Allow external device keys to come from multiple FPGA sources

In the current code, and external device which is connected to an FPGA can be specified to be fed from a single FPGA id and FPGA link id. We are currently looking at an interface that distributes the traffic between the different FPGA links in order to ensure as high a bandwidth transfer as is possible. It would therefore be helpful to have the ability to specify a single external device using ApplicationFPGAVertex but then be able to specify multiple FPGA id/FPGA link id pairs, or even just say "all connections on this board" or "all links from this FPGA".

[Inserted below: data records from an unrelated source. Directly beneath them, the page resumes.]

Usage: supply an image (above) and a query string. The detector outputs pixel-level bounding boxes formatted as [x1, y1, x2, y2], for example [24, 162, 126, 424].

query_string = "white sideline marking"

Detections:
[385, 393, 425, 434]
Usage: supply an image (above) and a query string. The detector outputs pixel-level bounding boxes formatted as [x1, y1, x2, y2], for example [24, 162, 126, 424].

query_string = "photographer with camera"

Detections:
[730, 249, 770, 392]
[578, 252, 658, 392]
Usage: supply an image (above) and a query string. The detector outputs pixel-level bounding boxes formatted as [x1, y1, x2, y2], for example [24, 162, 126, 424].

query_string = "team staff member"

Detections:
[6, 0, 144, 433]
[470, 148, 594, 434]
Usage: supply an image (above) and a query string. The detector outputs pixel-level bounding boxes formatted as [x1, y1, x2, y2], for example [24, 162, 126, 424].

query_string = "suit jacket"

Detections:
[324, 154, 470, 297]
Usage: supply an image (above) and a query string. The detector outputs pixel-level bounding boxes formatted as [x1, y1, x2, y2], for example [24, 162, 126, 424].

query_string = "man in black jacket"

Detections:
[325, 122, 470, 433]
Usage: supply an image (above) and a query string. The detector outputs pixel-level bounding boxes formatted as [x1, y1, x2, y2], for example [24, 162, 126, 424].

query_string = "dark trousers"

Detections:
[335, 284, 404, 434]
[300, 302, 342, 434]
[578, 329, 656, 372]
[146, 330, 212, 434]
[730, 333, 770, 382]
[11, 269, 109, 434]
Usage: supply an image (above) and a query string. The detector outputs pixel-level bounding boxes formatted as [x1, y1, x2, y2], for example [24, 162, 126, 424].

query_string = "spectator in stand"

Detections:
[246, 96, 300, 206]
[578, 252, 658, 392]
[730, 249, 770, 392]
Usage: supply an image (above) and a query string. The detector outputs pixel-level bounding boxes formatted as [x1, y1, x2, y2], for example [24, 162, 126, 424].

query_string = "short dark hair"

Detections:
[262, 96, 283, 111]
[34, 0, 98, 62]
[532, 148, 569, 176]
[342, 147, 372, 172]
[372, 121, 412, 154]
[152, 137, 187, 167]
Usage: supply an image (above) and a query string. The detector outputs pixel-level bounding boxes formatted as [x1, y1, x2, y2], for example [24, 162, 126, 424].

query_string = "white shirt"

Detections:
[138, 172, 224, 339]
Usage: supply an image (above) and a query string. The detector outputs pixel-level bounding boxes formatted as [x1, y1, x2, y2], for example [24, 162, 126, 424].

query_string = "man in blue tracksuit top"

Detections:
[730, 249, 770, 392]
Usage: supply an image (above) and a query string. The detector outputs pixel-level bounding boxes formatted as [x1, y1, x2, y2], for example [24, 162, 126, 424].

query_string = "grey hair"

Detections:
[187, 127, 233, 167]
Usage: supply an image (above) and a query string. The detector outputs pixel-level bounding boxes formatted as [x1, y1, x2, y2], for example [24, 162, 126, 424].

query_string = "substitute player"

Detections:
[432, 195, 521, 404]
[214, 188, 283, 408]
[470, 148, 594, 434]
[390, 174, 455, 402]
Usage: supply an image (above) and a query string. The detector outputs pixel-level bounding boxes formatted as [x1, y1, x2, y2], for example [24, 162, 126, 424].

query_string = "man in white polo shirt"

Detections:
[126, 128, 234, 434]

Some potential thoughts / issues:

The ApplicationFPGAVertex could have an ExternalDeviceSplitter associated that then resolves it into multiple MachineFPGAVertex instances, one for each of the source vertices.
The current use case specifies that in this case, the same keys would potentially originate from all FPGA links specified.
- This means that routing key allocation should assign the same key to multiple MachineFPGAVertex instances if they have the same ApplicationFPGAVertex. Although this needs to be added, it shouldn't break any existing functionality because there is currently a one-to-one mapping between ApplicationFPGAVertex and MachineFPGAVertex.
- This also means that if fixed keys are specified at the application level, those keys should be given to all machine vertices of an ApplicationFPGAVertex. Routing key allocation algorithms should also check this.
- An additional implication is that routing algorithms should ensure that they send traffic from these separate locations down the same links on any router where they might cross. This will avoid issues where a single packet could end up multiplying due to routing considerations.
- It isn't currently possible to route an external device to itself, but this is a "feature" that has arisen because this would require recognition of such edges to ensure that a non-virtual router is given a routing entry (fairly easy to do, but not currently done). An ApplicationFPGAVertex with multiple FPGA links as sources must not route to itself, or it will create a routing loop!
- It is hoped that only stopping an external device routing to itself is enough to avoid a loop; further analysis may be needed to ensure that this is the case.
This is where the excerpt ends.